When visualizing data, a task I frequently encounter is ordering categorical variables in either ascending or descending order, based on statistics like median or mean. In my previous point on “Visualizing Data Based on Categorical Variables,” you noticed that the boxplot displayed categories in an unordered manner. However, consider how we can present them in an ascending order, determined by the median. This not only enhances the aesthetics of the plot but also provides valuable insights into the relationships among the categories.

Code
(ggplot(df,aes(as_discrete('species', order=1, order_by='..middle..'), 
               y = 'body_mass_g'))
 + geom_boxplot()
)

By incorporating the as_discrete function, specifying the column, the ordering direction (1 for ascending, -1 for descending), and setting the order_by variable to middle (representing the median), the plot has become significantly more informative. This simple addition has allowed us to organize the categorical variables in a meaningful manner, improving the visualization’s clarity and aiding in the interpretation of relationships among the categories.

Chaining Pandas Code with Lets Plot Visualization

One of the best features of the pandas library is its remarkable customizability. With the help of the pd.pipe function, we can seamlessly integrate any of our own functions into method chains, as long as they return a DataFrame or Series. This opens up exciting possibilities to fully incorporate Lets-Plot into our code, just like pandas’ own built-in plotting functionality.

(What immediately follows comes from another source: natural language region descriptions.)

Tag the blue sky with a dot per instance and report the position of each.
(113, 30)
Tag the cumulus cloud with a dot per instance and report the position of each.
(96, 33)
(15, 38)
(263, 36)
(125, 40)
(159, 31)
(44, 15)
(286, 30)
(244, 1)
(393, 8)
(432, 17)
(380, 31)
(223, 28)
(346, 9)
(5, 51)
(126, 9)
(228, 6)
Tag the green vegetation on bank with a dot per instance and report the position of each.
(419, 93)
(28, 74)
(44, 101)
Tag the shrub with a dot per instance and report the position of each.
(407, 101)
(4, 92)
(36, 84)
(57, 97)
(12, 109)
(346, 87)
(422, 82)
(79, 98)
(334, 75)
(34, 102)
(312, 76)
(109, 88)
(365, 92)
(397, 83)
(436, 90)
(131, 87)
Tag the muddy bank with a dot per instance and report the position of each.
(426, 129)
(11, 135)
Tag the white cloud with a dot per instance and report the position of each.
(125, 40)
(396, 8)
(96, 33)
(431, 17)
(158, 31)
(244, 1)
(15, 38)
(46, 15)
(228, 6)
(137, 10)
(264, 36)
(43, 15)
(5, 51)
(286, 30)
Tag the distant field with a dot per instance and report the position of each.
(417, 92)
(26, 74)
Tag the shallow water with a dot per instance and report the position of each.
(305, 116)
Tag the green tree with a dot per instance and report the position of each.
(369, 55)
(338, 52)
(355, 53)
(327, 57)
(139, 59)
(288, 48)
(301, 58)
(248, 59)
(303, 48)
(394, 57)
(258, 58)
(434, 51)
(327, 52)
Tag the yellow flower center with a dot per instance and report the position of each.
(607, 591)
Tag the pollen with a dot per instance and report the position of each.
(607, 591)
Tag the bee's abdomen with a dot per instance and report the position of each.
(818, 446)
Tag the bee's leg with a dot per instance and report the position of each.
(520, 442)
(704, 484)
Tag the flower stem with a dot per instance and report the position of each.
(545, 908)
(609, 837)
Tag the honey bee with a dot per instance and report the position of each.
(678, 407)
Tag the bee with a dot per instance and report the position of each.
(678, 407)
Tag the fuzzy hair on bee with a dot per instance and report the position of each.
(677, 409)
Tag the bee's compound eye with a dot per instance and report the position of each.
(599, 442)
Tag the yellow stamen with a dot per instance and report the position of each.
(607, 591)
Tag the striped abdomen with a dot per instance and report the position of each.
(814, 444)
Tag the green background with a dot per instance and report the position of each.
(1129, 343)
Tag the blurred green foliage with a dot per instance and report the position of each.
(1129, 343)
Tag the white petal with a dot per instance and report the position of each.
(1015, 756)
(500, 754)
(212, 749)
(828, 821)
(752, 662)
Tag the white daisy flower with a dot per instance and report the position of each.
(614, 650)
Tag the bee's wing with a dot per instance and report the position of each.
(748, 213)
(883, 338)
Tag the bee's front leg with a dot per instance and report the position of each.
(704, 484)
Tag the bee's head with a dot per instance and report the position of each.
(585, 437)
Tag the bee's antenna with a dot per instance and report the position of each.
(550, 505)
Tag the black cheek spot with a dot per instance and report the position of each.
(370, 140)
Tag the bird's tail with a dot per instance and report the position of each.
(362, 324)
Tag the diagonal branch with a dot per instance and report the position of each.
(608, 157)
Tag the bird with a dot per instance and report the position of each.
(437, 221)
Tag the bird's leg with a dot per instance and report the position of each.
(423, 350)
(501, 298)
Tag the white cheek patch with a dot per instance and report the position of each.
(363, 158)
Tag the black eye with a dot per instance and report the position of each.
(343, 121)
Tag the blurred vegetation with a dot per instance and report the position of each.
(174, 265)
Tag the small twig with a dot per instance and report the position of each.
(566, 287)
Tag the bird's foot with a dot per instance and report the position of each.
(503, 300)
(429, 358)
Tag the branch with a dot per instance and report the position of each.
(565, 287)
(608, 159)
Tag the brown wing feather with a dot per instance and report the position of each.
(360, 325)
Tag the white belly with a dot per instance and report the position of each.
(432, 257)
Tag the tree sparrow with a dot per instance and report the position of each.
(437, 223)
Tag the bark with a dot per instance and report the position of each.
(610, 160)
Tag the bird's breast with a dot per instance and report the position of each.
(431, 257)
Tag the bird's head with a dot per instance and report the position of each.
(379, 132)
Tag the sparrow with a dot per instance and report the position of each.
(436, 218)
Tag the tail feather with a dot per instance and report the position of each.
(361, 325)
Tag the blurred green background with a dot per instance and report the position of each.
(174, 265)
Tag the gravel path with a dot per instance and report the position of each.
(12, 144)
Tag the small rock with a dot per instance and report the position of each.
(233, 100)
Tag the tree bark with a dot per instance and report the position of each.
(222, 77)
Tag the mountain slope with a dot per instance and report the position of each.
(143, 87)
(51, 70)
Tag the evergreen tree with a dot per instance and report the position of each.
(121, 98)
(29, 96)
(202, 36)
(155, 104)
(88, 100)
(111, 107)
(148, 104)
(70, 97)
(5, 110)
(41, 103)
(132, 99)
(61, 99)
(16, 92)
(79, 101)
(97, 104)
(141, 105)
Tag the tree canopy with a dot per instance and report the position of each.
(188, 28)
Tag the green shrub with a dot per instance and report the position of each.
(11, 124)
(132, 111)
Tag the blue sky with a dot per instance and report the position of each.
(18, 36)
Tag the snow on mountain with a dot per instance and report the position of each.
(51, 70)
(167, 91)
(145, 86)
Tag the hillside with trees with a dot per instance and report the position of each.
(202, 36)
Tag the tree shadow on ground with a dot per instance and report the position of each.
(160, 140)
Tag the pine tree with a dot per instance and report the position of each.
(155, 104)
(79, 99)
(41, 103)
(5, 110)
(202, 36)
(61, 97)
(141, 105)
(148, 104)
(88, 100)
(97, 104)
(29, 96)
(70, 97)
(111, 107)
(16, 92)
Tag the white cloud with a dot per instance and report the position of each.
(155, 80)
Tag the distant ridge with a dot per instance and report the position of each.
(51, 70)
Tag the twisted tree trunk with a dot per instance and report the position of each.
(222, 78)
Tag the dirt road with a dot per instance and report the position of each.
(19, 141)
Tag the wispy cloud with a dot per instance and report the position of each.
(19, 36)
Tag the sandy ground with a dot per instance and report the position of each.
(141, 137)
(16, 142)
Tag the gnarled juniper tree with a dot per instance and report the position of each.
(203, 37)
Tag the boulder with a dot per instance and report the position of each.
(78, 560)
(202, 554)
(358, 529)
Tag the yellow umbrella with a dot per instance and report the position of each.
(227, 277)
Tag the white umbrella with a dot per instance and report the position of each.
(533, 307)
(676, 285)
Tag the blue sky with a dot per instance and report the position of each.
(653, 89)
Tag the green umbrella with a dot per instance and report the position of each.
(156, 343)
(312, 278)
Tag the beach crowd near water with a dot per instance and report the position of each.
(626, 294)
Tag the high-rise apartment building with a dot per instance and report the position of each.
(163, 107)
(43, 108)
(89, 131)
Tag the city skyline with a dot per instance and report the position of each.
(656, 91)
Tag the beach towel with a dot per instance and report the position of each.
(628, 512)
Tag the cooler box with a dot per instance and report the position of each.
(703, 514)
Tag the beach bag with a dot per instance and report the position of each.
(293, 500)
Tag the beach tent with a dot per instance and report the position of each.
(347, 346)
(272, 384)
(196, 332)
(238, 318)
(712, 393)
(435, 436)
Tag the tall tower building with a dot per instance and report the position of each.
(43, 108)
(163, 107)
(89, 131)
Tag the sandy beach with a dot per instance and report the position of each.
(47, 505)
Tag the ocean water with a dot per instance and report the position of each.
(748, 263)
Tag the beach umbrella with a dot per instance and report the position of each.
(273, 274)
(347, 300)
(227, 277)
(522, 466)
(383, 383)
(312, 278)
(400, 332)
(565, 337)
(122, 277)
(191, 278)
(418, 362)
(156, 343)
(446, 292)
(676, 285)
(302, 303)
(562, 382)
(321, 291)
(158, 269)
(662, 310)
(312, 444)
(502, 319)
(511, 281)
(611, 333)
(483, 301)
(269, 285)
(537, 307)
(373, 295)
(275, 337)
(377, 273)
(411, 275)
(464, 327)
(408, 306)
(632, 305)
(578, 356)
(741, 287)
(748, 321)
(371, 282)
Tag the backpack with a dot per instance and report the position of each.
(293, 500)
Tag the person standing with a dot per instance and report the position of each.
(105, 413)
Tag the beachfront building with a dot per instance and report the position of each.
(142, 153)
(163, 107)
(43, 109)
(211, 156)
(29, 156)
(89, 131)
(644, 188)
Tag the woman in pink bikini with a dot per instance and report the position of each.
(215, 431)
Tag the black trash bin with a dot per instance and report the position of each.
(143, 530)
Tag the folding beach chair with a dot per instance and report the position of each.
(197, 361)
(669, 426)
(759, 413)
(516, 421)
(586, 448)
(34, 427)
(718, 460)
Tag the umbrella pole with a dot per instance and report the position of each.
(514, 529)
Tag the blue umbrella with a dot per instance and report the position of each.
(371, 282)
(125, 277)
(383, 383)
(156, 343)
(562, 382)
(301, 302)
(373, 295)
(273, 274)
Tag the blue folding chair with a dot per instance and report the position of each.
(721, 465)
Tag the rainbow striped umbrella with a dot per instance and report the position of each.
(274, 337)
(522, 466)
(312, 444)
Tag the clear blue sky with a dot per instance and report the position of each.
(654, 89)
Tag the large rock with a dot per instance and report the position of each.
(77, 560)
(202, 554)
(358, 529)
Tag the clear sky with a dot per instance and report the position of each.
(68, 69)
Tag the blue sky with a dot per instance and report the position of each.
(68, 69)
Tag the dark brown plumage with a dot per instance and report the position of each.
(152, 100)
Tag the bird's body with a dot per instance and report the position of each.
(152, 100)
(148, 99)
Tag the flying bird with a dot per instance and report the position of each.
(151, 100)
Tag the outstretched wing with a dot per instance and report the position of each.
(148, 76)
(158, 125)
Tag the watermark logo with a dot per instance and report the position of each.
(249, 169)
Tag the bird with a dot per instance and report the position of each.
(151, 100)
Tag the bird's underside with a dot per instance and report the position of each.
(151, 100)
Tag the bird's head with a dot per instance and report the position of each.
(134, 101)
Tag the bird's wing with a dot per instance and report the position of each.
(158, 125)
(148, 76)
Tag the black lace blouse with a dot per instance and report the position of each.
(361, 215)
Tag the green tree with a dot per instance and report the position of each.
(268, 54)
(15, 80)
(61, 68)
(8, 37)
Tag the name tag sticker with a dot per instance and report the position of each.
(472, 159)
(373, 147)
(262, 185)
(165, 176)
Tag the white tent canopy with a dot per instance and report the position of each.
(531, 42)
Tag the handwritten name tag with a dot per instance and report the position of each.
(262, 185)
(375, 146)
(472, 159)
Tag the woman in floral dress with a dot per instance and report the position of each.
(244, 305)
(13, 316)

While Lets-Plot may be slightly more verbose than pandas plotting, it offers significantly more flexibility and freedom for customization. Not to mention that some may consider it visually more appealing. With Lets-Plot integrated into our pandas code, we can effortlessly create stunning and informative plots, making data analysis an even more enjoyable experience.

Code
(df
 .groupby('species')
 [['body_mass_g', 'flipper_length_mm']]
 .mean()
 .reset_index()
 .pipe(lambda df: (ggplot(df)
                   + geom_pie(aes(slice='body_mass_g', fill='species'), 
                              stat='identity',size=30, hole=0.2, stroke=1.0,
                              labels=layer_labels().line('@body_mass_g').format('@body_mass_g', '{.0f}').size(20)
                             )
                   + labs(title = "Body mass based on species",
                          subtitle = "Representing how Lets-Plot can be used with pd. pipe",
                          x = "", y = "",
                         )
                   + theme(axis='blank',
                          plot_title=element_text(size=20,face='bold'))
                   + ggsize(500,400)
                  )
 )
)

That’s a wrap on the Lets-Plot library! There’s so much more to explore and learn about this powerful tool. I hope you found this introduction helpful and consider integrating Lets-Plot into your daily data analysis routine.

Happy coding 🐍🖥️🔍🚀